Depth Anything V2, developed by ByteDance's Large Language Model team, has been included into Apple's Core ML model library. This article introduces the research and development process, technical challenges and solutions behind Depth Anything, and shares the team's thoughts on Scaling Laws in single visual tasks. It is worth noting that the first author of Depth Anything V1 and V2 is an intern for the team.

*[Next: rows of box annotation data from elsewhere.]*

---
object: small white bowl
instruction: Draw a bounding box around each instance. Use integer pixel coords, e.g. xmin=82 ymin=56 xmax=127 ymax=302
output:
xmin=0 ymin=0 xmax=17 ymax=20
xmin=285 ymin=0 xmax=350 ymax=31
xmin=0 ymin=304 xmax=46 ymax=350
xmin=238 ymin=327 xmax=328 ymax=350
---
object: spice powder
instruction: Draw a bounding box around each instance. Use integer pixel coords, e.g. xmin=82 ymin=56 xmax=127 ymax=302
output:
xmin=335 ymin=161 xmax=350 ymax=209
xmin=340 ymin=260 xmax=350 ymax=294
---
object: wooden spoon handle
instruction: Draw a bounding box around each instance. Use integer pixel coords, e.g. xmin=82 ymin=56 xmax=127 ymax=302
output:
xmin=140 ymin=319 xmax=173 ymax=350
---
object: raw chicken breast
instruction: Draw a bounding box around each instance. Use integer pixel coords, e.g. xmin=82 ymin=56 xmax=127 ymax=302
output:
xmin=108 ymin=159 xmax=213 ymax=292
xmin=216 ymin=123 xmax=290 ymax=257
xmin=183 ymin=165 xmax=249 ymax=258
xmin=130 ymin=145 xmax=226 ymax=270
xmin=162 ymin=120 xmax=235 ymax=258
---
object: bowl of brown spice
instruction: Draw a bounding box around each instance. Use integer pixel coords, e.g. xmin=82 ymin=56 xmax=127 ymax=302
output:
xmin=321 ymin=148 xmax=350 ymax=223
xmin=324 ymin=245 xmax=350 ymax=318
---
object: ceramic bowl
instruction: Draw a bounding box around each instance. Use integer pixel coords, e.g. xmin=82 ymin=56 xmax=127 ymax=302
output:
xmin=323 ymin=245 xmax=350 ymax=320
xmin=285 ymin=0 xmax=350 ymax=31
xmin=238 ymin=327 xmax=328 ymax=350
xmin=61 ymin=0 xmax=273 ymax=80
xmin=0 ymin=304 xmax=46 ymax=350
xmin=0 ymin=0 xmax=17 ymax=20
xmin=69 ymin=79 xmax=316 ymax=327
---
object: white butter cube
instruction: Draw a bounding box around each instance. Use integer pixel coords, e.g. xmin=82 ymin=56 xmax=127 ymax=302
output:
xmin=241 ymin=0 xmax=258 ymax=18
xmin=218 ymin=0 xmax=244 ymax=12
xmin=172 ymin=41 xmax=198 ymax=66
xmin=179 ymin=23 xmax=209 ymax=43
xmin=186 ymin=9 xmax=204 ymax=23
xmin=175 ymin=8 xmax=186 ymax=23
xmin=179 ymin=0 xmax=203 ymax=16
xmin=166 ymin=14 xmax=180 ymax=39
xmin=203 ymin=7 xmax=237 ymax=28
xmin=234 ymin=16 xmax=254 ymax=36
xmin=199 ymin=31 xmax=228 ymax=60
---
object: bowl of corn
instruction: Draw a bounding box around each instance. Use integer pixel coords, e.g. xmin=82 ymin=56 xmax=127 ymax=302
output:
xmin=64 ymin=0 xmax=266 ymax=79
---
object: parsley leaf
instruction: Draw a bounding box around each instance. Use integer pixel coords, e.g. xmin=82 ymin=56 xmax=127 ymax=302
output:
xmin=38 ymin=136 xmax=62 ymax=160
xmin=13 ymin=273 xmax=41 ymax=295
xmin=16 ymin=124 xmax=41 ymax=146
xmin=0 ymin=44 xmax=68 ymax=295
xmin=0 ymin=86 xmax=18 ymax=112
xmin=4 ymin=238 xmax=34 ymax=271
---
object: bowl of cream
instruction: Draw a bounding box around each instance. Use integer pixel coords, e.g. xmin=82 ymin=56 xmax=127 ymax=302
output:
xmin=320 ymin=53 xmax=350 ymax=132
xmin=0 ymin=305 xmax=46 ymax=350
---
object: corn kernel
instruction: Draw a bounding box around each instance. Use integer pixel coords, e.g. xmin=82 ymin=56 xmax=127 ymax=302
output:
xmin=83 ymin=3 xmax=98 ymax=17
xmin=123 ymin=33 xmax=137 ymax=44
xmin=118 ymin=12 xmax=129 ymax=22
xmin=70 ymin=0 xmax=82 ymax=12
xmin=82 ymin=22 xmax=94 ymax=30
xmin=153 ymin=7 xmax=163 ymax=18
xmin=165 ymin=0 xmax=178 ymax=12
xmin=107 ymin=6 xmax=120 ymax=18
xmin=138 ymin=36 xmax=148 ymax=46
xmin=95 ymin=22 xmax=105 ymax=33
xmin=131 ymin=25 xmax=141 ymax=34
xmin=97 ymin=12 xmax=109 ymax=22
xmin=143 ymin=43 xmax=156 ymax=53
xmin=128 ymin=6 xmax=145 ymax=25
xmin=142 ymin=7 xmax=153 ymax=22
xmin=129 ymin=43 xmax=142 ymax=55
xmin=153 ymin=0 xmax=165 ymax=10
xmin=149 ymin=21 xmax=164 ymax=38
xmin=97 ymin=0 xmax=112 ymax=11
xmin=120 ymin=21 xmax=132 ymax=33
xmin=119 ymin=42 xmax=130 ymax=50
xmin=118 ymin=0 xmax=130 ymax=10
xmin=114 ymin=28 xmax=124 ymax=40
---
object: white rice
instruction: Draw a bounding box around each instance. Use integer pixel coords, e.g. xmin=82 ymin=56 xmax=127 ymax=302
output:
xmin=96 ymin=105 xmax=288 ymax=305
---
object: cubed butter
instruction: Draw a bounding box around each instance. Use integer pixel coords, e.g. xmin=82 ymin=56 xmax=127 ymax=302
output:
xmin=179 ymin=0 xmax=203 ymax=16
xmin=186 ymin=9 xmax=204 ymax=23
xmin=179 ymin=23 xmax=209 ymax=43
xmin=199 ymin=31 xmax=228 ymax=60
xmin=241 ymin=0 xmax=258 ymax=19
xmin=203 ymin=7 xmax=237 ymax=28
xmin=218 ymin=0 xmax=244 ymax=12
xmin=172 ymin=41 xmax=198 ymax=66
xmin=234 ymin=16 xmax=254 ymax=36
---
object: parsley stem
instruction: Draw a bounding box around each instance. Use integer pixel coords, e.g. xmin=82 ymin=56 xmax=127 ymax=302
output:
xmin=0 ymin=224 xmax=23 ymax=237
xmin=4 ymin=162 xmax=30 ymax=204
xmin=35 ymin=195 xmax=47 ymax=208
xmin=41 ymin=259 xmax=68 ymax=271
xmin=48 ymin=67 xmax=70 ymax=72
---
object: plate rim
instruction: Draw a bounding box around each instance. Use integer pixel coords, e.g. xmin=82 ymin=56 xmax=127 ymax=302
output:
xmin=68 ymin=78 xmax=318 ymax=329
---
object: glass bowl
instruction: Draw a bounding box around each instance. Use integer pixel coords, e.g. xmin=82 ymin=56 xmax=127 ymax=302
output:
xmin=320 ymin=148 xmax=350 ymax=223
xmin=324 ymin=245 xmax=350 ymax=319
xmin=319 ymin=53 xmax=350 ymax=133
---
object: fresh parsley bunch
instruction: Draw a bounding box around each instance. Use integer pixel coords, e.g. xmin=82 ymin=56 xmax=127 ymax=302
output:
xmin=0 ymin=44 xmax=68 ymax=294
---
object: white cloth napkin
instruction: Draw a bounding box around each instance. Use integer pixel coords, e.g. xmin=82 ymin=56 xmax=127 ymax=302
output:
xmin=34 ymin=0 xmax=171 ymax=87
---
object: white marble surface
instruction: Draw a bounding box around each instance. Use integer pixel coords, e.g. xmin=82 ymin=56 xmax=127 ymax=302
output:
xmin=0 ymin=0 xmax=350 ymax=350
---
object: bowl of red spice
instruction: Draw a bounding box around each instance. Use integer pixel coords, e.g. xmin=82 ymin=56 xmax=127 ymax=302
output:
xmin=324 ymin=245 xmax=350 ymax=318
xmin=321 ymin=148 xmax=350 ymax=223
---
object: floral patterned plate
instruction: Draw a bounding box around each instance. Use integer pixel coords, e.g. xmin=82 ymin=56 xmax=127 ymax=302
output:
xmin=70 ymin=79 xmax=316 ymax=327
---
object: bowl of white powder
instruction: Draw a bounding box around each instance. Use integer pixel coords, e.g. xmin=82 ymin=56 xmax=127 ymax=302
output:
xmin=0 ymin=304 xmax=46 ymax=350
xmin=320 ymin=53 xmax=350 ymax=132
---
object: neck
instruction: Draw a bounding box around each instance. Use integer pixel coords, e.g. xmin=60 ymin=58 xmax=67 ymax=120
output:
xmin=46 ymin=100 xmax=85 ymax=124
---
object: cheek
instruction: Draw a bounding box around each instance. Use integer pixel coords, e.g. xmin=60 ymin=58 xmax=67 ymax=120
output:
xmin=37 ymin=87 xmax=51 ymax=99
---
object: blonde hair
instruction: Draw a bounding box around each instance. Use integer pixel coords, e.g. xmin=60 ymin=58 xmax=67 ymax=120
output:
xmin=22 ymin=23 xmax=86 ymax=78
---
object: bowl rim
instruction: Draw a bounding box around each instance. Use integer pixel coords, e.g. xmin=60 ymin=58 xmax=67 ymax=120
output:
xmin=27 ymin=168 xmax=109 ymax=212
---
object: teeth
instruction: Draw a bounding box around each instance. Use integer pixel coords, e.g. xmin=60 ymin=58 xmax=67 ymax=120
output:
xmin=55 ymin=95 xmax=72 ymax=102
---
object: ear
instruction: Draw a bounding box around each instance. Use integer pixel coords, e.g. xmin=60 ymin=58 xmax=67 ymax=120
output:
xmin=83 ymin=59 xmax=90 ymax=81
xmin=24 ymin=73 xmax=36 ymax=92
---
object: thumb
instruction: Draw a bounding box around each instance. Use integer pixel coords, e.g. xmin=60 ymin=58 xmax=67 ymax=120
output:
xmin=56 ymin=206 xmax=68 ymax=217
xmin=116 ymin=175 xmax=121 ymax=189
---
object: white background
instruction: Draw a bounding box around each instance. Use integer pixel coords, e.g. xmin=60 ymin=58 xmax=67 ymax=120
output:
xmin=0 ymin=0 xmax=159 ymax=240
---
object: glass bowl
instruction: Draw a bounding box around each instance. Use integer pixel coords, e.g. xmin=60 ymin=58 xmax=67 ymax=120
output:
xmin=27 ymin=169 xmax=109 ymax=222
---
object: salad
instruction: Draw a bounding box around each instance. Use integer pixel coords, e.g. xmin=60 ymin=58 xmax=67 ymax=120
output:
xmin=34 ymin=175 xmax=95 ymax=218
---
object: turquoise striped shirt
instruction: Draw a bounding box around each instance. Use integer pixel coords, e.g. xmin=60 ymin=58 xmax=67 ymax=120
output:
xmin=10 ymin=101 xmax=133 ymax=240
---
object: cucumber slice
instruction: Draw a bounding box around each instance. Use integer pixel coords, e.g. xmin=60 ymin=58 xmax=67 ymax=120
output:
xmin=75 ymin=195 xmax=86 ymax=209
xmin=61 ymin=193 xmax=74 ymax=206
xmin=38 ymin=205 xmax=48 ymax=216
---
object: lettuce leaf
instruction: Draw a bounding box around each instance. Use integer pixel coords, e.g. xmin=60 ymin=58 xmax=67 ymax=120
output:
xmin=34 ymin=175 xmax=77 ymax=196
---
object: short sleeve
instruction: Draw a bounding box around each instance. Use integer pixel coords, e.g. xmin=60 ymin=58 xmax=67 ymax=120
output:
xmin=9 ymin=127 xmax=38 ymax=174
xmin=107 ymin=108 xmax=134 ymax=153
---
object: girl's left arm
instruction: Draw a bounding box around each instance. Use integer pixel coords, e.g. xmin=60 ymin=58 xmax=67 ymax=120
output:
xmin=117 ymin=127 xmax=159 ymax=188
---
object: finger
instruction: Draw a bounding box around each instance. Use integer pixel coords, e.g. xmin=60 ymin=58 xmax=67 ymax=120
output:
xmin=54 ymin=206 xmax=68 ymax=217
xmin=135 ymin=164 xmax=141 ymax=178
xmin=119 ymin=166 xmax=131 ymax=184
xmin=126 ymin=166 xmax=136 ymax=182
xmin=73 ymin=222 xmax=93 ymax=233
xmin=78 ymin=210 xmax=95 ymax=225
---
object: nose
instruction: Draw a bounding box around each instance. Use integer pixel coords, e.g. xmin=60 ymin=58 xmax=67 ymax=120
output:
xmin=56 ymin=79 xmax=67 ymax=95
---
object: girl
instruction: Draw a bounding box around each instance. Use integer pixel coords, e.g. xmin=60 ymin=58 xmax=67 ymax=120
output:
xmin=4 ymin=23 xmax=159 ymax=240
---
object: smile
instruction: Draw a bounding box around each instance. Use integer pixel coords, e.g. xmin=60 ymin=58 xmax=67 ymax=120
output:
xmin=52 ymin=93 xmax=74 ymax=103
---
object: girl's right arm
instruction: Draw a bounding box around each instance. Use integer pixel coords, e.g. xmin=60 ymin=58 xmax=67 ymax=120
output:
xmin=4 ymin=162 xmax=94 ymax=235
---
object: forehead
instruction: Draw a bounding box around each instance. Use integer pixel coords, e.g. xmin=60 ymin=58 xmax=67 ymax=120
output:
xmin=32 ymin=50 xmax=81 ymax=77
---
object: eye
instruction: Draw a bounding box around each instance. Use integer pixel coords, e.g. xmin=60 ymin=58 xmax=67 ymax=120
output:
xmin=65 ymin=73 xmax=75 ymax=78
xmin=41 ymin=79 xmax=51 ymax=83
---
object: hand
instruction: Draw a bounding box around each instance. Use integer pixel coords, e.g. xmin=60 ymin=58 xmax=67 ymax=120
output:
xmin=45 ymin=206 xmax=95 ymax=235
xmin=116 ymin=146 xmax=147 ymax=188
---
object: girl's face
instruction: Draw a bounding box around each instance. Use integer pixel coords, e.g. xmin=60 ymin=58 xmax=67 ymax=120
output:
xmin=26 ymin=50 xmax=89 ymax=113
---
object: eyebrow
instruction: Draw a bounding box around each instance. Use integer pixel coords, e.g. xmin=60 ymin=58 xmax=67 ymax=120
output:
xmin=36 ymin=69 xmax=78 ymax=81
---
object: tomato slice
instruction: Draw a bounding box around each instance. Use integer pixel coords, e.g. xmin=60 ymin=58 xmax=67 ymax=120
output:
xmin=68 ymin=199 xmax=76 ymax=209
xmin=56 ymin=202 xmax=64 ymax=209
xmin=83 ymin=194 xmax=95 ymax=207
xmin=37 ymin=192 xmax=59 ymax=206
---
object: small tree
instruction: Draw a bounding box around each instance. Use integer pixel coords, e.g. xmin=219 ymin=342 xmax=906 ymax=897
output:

The Depth Anything V2 model developed by ByteDance's Doubao team was recently selected into Apple's Core ML model library and is now available on the Apple Developer site.

Depth Anything is a monocular depth estimation model, with its V1 version released in early 2024 and V2 version in June 2024. It includes different-sized models with parameters ranging from 25M to 1.3B. It can be applied in fields such as video special effects, autonomous driving, 3D modeling, augmented reality, security monitoring, and spatial computing.

Compared with the previous version, the V2 version is more refined in detail processing, more robust, and is significantly faster compared with the diffusion-based SOTA model.

This series of models has received a total of 8.7k stars on Github, of which 2.3k is gained shortly after the release of Depth Anything V2 and 6.4k can be attributed to Depth Anything V1. It is worth noting that the first author of the papers of the two versions is an intern of the team.

Click on the video below to learn more about model performance:

The Depth Anything V2 selected by Apple is the Core ML version. As the company's machine learning framework, Core ML aims to integrate machine learning models into iOS, MacOS and other devices for efficient operation. It can perform complex AI tasks without an internet connection, thereby enhancing user privacy and reducing latency.

Depth Anything V2, the Core ML version, utilizes a minimal 25M model that has been optimized by HuggingFace. It achieved an inference speed of 31.1 milliseconds on the iPhone 12 Pro Max. Models selected alongside it include FastViT, ResNet50, and YOLOv3, covering multiple fields from natural language processing to image recognition.

More about the papers and model performance:

Depth Anything: Unleashing the Power of Large-Scale Unlabeled Data

Link to the paper: https://arxiv.org/abs/2401.10891

Model performance: https://depth-anything.github.io/

Depth Anything V2

Link to the paper: https://arxiv.org/abs/2406.09414

Model performance: https://depth-anything-v2.github.io/

1. Leverage Scaling Laws for Single Visual Tasks

Over the past two years, the popularity of LLM models has led to a greater appreciation for Scaling Laws. As some research teams focus on creating a single model capable of performing multiple visual tasks, such as object detection and image segmentation, the Depth Anything team has taken a different approach.

Utilize the principles of Scaling Laws to create a straightforward yet robust foundational model that can enhance performance on a singular task.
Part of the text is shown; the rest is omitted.